Army Pfc. Joseph A. Jeffries

Remember Our Heroes

Army Pfc. Joseph A. Jeffries, 21, of Beaverton, Ore.

Pfc Jeffries was assigned to the 329th Psychological Operations Company, Army Reserve, Portland, Ore.; killed May 29, 2004 when his vehicle hit a land mine in Kandahar, Afghanistan.

Jeffries was the first son of Oregon to die while serving in Afghanistan. He was born in Portland and graduated from Sunset High School. He joined the Army Reserve in 2002. The following year he was sent to Bosnia. When he returned, he married Betsy Fiddler - a co-worker at a day care center. At the time of his death, Betsy was expecting their first child.

Jeffries loved his wife, racing cars, basketball, skiing and had always wanted to be an "Army Guy." He raced his cars at the River City Speedway in St Helens, Oregon with his father. When his father received word of his death, he was 'covered in grease' preparing a car to race as his son's proxy.

His father said that Jeffries felt that the Afghan civilians wanted the soldiers there and were volunteering important information. "In Afghanistan, he felt we were making a difference, and he was glad he was there. And, from a father's standpont, I'm glad we had that discussion."

Joseph Jefferies was survived by his wife, Betsy, his father, Mark Jeffries, his mother, Linda Lock, sisters Heidi and Terri Jeffries, and grandparents Betty and Rick Smith.

Pictures of his service are here:

Joseph Jeffries was buried with honors at Willamette National Cemetery. At the River City Speedway, he was honored with a memorial race.

Betsy Jeffries was five months pregnant when her husband, Joseph Jeffries was killed in Afghanistan.

"Numbness, denial" are the words she used to describe her feelings when she was told her husband had been killed in action. "I still live in denial," she said. "I didn't want to believe it - still don't."

She said the Gold Star Wives helps her to cope with her loss. "I live next door to another Gold Star wife," Jefferies noted. "It's good to have her there and to be able to talk to these other women. I can go online and write how I feel, and people will tell me that I'm normal. I don't need to stress out about what stage I'm at, because all of it is normal. Knowing that I'm not weird, or wrong, it's just normal. I'm not odd for feeling or doing or anything."
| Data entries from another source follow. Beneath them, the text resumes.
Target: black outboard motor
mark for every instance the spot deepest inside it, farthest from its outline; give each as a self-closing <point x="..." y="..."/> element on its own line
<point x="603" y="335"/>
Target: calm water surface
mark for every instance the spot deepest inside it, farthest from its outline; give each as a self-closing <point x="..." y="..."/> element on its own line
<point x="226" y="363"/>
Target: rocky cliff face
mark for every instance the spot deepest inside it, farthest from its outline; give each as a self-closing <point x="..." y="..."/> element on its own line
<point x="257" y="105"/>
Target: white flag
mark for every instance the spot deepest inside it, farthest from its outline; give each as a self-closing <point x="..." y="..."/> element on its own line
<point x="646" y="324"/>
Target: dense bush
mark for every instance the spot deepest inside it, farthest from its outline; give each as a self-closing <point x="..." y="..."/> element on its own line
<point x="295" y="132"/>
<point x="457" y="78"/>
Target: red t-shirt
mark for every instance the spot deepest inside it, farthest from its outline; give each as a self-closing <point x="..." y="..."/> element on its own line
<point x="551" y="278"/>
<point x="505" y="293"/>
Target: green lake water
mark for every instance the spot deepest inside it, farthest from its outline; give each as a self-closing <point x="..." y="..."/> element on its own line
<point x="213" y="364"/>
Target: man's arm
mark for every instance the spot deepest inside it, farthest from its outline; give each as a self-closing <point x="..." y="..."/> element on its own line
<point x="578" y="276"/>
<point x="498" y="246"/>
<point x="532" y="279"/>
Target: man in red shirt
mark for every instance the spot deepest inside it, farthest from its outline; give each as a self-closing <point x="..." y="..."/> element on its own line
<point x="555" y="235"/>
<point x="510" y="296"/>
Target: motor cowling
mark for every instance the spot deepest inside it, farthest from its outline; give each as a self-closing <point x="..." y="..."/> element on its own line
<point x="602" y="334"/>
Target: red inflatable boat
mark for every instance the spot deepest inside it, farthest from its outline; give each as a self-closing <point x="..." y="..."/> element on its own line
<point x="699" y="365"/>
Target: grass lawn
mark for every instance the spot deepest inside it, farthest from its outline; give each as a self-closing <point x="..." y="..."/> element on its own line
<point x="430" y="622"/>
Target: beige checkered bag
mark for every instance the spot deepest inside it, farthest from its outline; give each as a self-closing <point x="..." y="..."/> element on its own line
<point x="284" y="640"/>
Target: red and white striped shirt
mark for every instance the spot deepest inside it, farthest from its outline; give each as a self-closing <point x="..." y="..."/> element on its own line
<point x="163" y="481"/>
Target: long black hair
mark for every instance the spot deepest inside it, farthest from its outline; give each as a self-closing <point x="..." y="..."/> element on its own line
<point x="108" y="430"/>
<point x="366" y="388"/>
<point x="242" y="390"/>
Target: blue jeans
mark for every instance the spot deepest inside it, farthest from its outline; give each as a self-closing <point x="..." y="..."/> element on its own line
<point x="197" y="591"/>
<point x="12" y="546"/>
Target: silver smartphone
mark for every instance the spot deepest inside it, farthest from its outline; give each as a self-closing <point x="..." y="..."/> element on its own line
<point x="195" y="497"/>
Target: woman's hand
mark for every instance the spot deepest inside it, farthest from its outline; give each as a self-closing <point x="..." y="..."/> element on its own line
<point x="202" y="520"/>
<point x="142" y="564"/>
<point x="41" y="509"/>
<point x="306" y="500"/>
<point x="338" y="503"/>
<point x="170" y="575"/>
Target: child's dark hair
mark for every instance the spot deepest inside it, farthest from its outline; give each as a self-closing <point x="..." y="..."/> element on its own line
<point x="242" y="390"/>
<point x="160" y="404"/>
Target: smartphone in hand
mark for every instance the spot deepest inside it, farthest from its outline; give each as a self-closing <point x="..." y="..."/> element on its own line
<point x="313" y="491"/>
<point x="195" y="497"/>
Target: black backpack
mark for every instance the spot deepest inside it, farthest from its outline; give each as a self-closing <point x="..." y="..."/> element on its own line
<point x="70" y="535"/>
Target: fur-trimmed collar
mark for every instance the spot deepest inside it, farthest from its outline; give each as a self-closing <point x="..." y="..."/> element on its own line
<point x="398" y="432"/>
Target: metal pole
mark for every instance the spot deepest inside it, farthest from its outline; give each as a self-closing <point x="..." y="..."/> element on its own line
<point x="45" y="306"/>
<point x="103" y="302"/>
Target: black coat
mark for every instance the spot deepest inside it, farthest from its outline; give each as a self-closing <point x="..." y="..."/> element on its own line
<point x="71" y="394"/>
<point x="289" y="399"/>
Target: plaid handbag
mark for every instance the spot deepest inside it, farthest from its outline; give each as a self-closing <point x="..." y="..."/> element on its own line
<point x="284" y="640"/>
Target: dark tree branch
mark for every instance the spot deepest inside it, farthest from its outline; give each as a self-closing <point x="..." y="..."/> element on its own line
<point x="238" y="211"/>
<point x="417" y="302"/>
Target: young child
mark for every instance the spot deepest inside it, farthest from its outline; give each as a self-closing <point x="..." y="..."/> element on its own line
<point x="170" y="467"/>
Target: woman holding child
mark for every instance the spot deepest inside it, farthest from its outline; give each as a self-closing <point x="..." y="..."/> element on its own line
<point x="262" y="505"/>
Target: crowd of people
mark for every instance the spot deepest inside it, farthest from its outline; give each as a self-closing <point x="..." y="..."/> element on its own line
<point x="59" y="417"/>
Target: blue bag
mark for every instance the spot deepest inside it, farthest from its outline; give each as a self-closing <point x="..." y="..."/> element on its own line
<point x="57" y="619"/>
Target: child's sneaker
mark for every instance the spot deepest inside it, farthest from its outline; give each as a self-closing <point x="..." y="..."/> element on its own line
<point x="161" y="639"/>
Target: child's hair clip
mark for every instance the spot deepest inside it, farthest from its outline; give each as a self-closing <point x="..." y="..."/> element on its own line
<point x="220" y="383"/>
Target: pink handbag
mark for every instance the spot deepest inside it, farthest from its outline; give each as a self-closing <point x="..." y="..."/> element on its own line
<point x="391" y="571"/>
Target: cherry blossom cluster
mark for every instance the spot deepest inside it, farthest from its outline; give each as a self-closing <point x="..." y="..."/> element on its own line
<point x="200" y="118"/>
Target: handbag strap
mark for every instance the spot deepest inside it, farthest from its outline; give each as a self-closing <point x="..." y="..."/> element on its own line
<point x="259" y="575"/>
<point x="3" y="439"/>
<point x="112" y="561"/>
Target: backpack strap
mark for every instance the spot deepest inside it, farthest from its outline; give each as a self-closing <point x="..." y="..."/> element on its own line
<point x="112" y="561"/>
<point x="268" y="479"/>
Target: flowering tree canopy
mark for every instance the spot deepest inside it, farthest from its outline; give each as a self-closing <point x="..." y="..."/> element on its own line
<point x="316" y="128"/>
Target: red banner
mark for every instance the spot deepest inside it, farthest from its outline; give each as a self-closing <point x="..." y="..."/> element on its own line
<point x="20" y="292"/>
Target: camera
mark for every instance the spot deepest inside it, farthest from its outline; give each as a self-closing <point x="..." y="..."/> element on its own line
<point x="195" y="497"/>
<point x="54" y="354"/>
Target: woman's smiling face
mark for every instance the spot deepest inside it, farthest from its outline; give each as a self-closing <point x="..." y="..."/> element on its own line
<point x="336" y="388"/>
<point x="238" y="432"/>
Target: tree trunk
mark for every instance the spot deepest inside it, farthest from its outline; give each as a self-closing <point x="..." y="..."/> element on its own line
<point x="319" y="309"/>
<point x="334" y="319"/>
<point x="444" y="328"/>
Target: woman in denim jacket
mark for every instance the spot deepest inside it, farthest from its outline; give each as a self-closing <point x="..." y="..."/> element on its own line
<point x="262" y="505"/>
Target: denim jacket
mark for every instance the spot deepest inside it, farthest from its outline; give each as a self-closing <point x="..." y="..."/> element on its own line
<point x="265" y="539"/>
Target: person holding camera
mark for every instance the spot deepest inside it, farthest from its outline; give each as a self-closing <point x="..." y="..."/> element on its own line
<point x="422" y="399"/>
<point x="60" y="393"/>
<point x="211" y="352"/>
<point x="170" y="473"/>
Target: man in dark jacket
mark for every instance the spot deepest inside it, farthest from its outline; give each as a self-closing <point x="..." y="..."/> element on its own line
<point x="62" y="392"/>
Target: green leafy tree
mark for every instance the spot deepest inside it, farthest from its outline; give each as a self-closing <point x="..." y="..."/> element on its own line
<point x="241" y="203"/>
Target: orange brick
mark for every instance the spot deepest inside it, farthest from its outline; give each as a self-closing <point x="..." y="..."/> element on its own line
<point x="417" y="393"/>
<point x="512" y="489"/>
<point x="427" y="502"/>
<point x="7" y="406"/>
Jefferies said being a member of the Gold Star Wives makes her feel sane. She advises other young widows to seek out the organization. "And find someone, especially your own age," she said. "For me being married five months is different from someone who has been married for 15 years. They grieve for something they've lost. I grieve for something that I never had and I long to have - wish I could have had."

"His main goal in life was to have a family," Jefferies said, as she fought back tears. "He just wanted to be a dad. That's all he wanted. His main goal was to provide for his children.

"After we found out that we were pregnant, he was going to switch over to active duty to finish out his five years from the reserves," she said. "After that, he was thinking about being a firefighter or a policeman."

Army Pfc. Joseph A. Jeffries was killed in action on 5/29/04.